Gambling911.com Reporter Thomas Somach Visits Ground Zero

Written by:
Payton
Published on:
Sep/10/2011
Thomas Somach Ground Zero

Gambling911.com reporter, Thomas Somach, also a regular contributor to the San Francisco Chronicle and National Inquirer, recently took a tour of Ground Zero in New York City to commemorate the 10th anniversary of 9/11.  On September 11, 2001, two planes were flown into the World Trade Center towers.  The two buildings would ultimately collapse.  Nearly 3000 people died in the attacks on New York City and Washington, D.C., where another plane slammed into the Pentagon.  A fourth plane crashed in a Pennsylvania field after passengers stormed the cockpit.

“It’s absolutely breathtaking,” Somach said. 

Ceremonies were to be held at the site of the Twin Towers collapse on Sunday. 

The New York ceremony begins at 8:30 a.m., with a moment of silence 16 minutes later - coinciding with the exact time when the first tower of the trade center was struck by a hijacked jet. And then, one by one, the reading of the names of the 2,977 killed on Sept. 11 - in New York, at the Pentagon and in rural Pennsylvania.

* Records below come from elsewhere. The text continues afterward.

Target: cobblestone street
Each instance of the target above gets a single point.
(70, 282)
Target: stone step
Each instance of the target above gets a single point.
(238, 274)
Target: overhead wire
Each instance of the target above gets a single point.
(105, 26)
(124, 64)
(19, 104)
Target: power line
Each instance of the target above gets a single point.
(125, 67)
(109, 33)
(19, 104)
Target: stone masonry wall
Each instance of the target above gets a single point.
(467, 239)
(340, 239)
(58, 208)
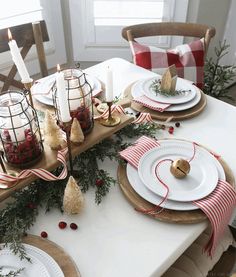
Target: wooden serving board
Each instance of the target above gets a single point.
(65, 262)
(162, 116)
(166, 215)
(49, 159)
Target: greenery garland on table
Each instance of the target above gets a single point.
(217, 77)
(19, 215)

Chris Costigan, Publisher of the Gambling911.com website, had flown into Newark Liberty Airport the evening before 9/11, electing to remain in New Jersey overnight instead of returning to his home in Manhattan.

“I knew a few people who worked in the World Trade Center towers at the time of the terrorist attacks,” he said.  “One of the girls I worked with was 10 stories down from where the first plane hit working for the Port Authority.  She thought there was an earthquake and had no idea what was going on until she finally exited the building, walking down some 70 flights of stairs.

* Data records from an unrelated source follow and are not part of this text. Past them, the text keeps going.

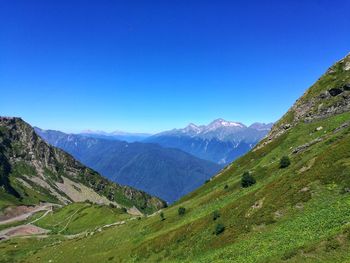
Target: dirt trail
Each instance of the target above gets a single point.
(22, 230)
(27, 230)
(27, 214)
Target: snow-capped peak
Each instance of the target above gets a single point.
(218, 123)
(192, 128)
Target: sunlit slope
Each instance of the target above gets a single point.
(299, 213)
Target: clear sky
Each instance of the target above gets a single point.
(149, 65)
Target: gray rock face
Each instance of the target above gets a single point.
(333, 98)
(28, 163)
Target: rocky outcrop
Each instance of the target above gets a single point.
(329, 96)
(54, 175)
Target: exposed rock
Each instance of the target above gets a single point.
(335, 91)
(343, 126)
(305, 146)
(312, 107)
(56, 175)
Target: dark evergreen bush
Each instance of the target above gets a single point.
(162, 217)
(247, 180)
(219, 229)
(284, 162)
(216, 215)
(181, 211)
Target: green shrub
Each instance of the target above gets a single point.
(162, 216)
(216, 215)
(247, 180)
(284, 162)
(181, 211)
(219, 229)
(289, 254)
(332, 244)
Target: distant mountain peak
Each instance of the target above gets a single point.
(260, 126)
(223, 123)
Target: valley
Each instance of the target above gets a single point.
(295, 210)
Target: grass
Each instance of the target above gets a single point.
(307, 217)
(300, 213)
(80, 217)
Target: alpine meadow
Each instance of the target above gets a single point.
(263, 189)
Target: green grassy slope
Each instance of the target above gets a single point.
(79, 217)
(296, 214)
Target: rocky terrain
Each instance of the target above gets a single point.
(31, 171)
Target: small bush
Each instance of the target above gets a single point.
(181, 211)
(162, 216)
(284, 162)
(290, 254)
(247, 180)
(216, 215)
(219, 229)
(332, 244)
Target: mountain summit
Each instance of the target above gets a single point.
(31, 171)
(220, 141)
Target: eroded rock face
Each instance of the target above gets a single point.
(28, 158)
(330, 101)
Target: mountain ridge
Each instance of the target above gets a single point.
(33, 171)
(164, 172)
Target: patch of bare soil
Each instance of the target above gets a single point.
(14, 211)
(26, 230)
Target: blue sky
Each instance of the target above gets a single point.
(149, 66)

“Another girl I know arrived late to work just as the second plane hit right on her floor.  She witnessed this and was devastated and has never returned back to the city, opting to move to Philadelphia immediately following the attacks.  The supervisor for her company that morning ignored an intercom message advising workers to remain in their offices.  Instead he rushed everyone out from his company out of the building.  Everyone who worked for her company got out alive.  Thankfully everyone I knew who worked in the towers got out as well.

“The sad thing is we would always meet people who had lost loved one’s.  I met a girl who worked at one of my favorite restaurants who lost her fiancé in the attacks.  The fire station up the street from one of my favorite sports bars suffered some of the greatest losses as they were among the first on the scene.”